Beth @ E. lizard Breath Speaks said...

i love Miss Marple - such a good show. ( :

Denise said...

Enjoy your Friday posts.

Cherry's Prairie Primitives said...

Sounds like a good mystery!!

Sandra said...

so beautiful and the church up there behind it is stunning. i love the way the buildings are stacked up in the photo. great shot

~Lavender Dreamer~ said...

We've been watching some old Miss Marple movies on Saturday afternoon on Turner Classic movies...they sure are fun! Love your beautiful photos! Happy Friday!

Ruth Kelly said...

We had lunch in Manchester but didn't stop to photograph anything.

Debra Hawkins said...

How have I not read that one? I own almost every single Agatha Christie book, it is an addiction. ;)

Yenta Mary said...

Completely and utterly charming! I think my favorite phrase is: "Josiah Crackenthorpe, purveyor of tea biscuits ...." :)

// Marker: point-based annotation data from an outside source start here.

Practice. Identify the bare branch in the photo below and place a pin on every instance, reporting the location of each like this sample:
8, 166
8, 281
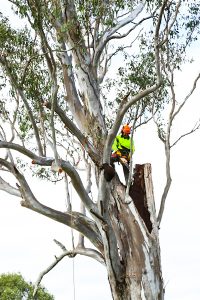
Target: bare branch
6, 187
188, 96
23, 97
196, 127
109, 34
82, 251
74, 220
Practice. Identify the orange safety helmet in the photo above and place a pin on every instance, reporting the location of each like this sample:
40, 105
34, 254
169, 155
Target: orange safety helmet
126, 129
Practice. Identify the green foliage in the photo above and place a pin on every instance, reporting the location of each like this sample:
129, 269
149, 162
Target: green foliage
14, 287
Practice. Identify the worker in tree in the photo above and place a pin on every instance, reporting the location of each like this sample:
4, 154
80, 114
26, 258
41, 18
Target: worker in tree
121, 149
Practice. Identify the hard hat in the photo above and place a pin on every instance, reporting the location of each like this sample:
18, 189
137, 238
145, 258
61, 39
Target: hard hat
126, 129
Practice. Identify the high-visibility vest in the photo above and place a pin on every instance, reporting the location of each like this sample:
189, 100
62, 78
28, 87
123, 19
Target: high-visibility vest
122, 143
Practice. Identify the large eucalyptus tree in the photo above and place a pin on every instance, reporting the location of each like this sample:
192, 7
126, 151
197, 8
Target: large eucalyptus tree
66, 104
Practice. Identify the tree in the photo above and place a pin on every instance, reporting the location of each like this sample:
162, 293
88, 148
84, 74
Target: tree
14, 287
57, 71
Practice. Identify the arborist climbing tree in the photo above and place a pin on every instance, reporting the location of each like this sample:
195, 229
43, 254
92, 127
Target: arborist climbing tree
121, 149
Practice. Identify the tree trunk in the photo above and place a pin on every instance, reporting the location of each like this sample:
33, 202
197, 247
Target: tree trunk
134, 268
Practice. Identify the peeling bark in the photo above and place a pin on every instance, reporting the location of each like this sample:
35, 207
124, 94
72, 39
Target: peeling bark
135, 270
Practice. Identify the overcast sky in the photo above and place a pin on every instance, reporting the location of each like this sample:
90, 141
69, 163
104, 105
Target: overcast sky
26, 242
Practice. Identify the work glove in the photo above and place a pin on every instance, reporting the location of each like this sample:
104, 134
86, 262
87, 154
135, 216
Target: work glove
116, 154
123, 160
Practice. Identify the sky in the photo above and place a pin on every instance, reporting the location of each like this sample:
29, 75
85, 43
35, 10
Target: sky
26, 238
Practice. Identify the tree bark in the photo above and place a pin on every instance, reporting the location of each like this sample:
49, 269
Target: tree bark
134, 269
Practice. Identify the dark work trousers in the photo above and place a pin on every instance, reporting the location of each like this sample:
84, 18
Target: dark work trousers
125, 169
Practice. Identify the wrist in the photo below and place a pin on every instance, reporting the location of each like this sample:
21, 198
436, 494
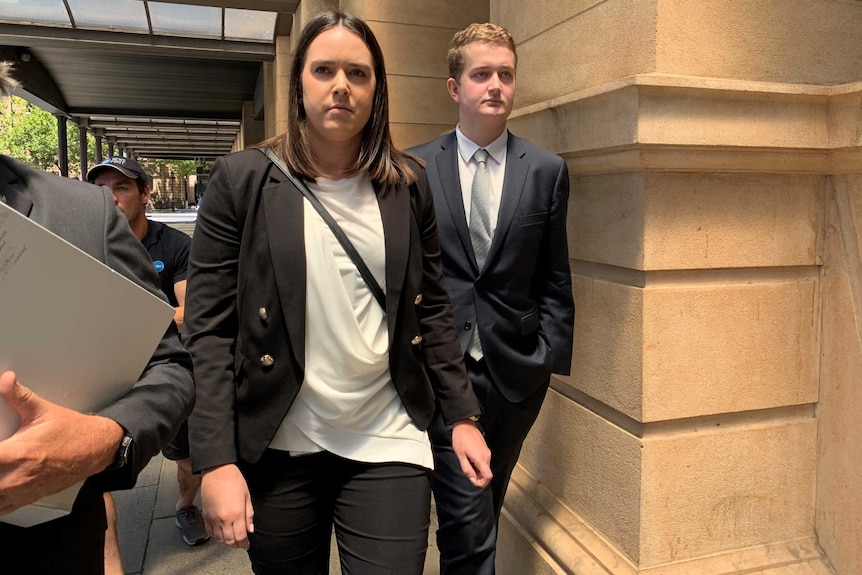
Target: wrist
121, 443
471, 419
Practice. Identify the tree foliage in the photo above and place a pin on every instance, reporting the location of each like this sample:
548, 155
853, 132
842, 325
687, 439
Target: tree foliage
29, 134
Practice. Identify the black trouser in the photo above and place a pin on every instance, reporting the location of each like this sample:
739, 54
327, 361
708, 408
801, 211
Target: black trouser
468, 516
72, 544
381, 514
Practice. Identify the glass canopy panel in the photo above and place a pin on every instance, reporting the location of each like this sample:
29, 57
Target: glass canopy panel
249, 25
35, 11
185, 20
121, 15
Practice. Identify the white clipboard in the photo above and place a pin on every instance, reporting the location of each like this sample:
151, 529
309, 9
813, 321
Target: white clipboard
74, 331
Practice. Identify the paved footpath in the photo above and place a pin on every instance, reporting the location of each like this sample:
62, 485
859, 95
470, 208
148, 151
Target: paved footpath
150, 542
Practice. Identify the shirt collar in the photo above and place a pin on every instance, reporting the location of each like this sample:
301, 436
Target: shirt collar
496, 149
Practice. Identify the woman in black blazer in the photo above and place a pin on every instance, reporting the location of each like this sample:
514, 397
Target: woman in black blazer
312, 396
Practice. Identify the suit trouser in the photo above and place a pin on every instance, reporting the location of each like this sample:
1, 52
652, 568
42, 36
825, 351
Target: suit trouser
467, 516
381, 514
69, 545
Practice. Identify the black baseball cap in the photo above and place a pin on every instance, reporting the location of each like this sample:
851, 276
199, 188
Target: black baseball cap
126, 166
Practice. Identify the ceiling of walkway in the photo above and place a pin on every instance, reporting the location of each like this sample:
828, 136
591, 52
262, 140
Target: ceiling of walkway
166, 79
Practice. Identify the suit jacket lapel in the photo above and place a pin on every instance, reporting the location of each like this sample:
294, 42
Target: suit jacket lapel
450, 182
395, 212
517, 167
285, 229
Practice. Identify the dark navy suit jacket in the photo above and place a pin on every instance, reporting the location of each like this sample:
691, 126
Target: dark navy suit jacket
522, 298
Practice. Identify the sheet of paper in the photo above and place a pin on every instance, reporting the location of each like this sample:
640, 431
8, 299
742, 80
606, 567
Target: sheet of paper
73, 330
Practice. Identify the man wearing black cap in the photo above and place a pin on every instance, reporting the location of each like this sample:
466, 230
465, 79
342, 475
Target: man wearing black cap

Heide at ApronHistory said...

Love Miss Marple! And you are so right, Joan Hickson is the best. Didn't remember the word "tontine" though, might have to re-watch it.

Debra @ Homespun said...

I used to read all of those books but I've never watched a SHOW about miss marple...uh oh I might have to see about that ! :)

podso said...

I enjoy your posts on England, and this makes me want to watch Miss Maple -- never have -- as soon as we are finished with current series. Have a good weekend!

Olive said...

I recall reading every Agatha novel before the age of 15. I have reread many of them several times again. She was brilliant.

karen said...

Hello,
What a wonderful blog! Shropshire is a lovely part of the country.
Joan Hickson who played Miss Marple, was a wonderful person and probably the best Miss Marple too!
Looking forward to your next excursion! :) xx

Suzan Sweatman said...

I've never watched a show either - but have read all the books!
Somehow once I've read a book I love the t.v. shows always ruin them for me - BUT I may have to read them again!
There was an American version of Mrs Maple that I love too - can't remember her name Mrs. Poll.....something...........?
Great Anglophile post as always Judy!
XXX

Suzan Sweatman said...

Mrs. Pollifax!!!!!!!!!!
Just came back to me lol
XXX

Terri D. said...

How very interesting! Thanks for the information. I've definitely learned something new today. I've watch the Miss Marple mysteries before, but don't recall hearing that word. It most likely would not have stuck in my brain anyway - but I know about it now!

Ladies Holiday said...

i always enjoy your photos and commentary around England! have a great weekend & thanks for sharing on ladies holiday photo friday!

laurie said...

I learned something new! Interesting post!

J_on_tour said...

I'm unfamiliar with most things in this post except the 4:50 from Paddington ... nice railway nostalgia & feel good film.